Il suo attivismo, lo portò a una duplice condanna a morte in contumacia e, successivamente, ad un forzato esilio a Parigi, da dove continuò comunque a cercare il sostegno alla propria lotta in patria. Nel 1965 fu incaricato di organizzare la conferenza tricontinentale dei movimenti rivoluzionari all’Avana, prevista per il 1966, fatto che convinse Hassan II a prendere dei provvedimenti per riportarlo a tutti i costi in Marocco. Con la scusa di voler organizzare un’intervista come parte di un documentario sulla decolonizzazione, venne contattato da due giornalisti, che l’avrebbero incontrato di persona a Parigi.

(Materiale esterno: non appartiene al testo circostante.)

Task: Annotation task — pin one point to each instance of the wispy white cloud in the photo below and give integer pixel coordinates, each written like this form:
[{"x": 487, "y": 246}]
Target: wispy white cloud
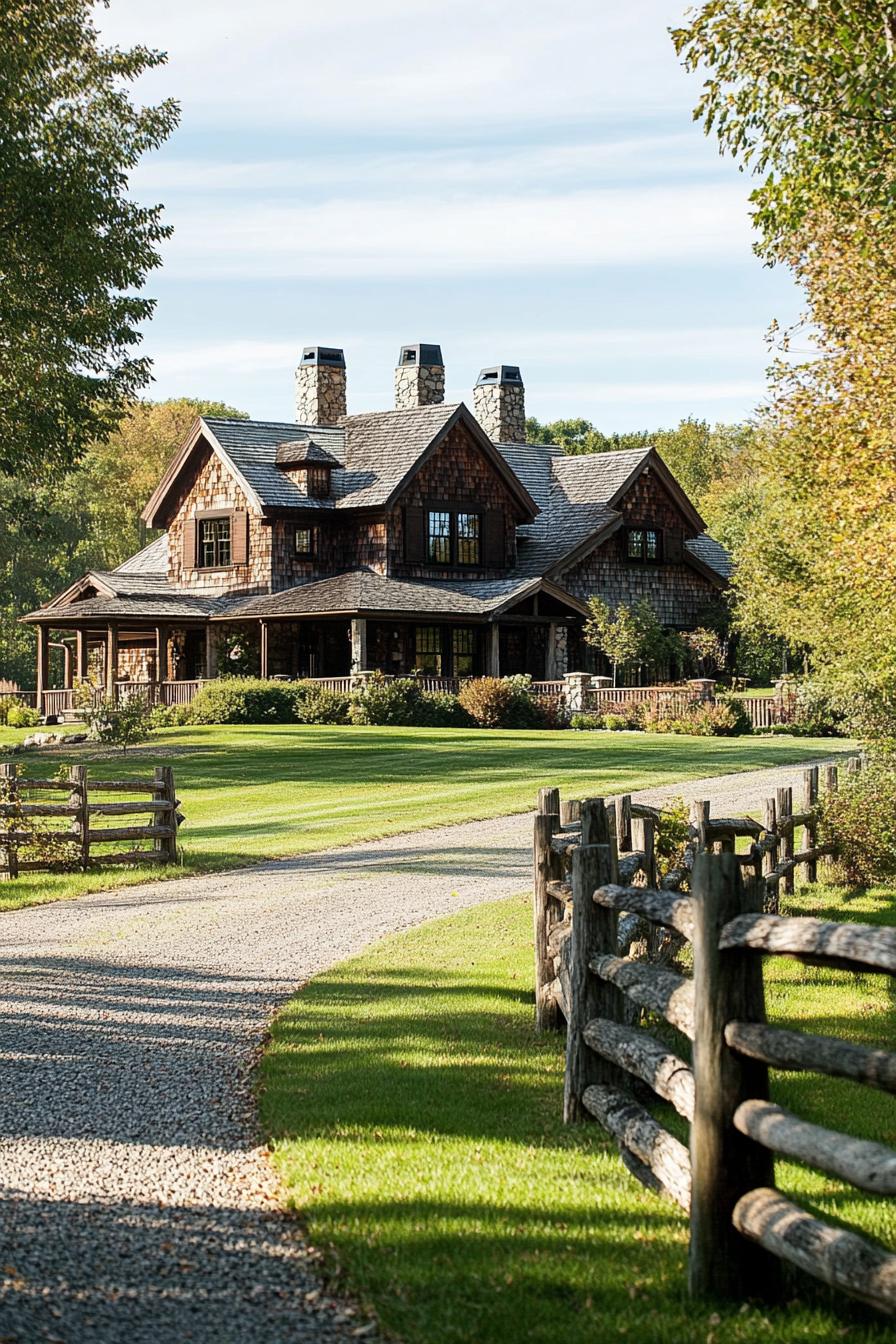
[{"x": 474, "y": 234}]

Ben Barka accetta e, il 29 ottobre 1965, mentre si dirigeva verso un pranzo per incontrarli, fu avvicinato da due uomini che gli presentarono i distintivi, dicendo di essere della polizia, e lo misero in una Peugeot 403 senza contrassegni. Da quel momento in poi, Ben Barka non sarà mai più visto e il suo corpo non verrà mai ritrovato.

Dopo questo episodio, molti militanti del partito UNFP verranno arrestati, arbitrariamente, detenuti illegalmente in luoghi segreti o semplicemente fatti sparire. Centinaia di marocchini sono morti a causa delle diffuse violenze, moltissimi fra i sopravvissuti  hanno subito per anni, in totale segretezza, la detenzione in luoghi che erano essi stessi strumenti di tortura. 

Le violenze inflitte agli oppositori politici marocchini rientrano a tutti gli effetti fra i reati oggi classificati come violazioni dei diritti umani.

Alessandra Soldi

Bibliografia 

  • Roggero, Caterina, Storia del Nord Africa indipendente, Bompiani, 2019.
  • Foi, Maria Carolina (a cura di), Diritto e letterature a confronto. Paradigmi, processi, transizioni, EUT Edizioni Università di Trieste, 2021.
  • “Studi Urbinati” in Rivista trimestrale di Scienze Giuridiche, Politiche ed Economiche, n° 72, 1-2, 2021.
  • Menin, Laura. “Scomparsi (mkhtafyin)”: violenza, attesa e letteratura di testimonianza nelle sparizioni forzate nel Marocco degli “anni di piombo” in Antropologia, vol. 3, n. 2, ottobre 2016.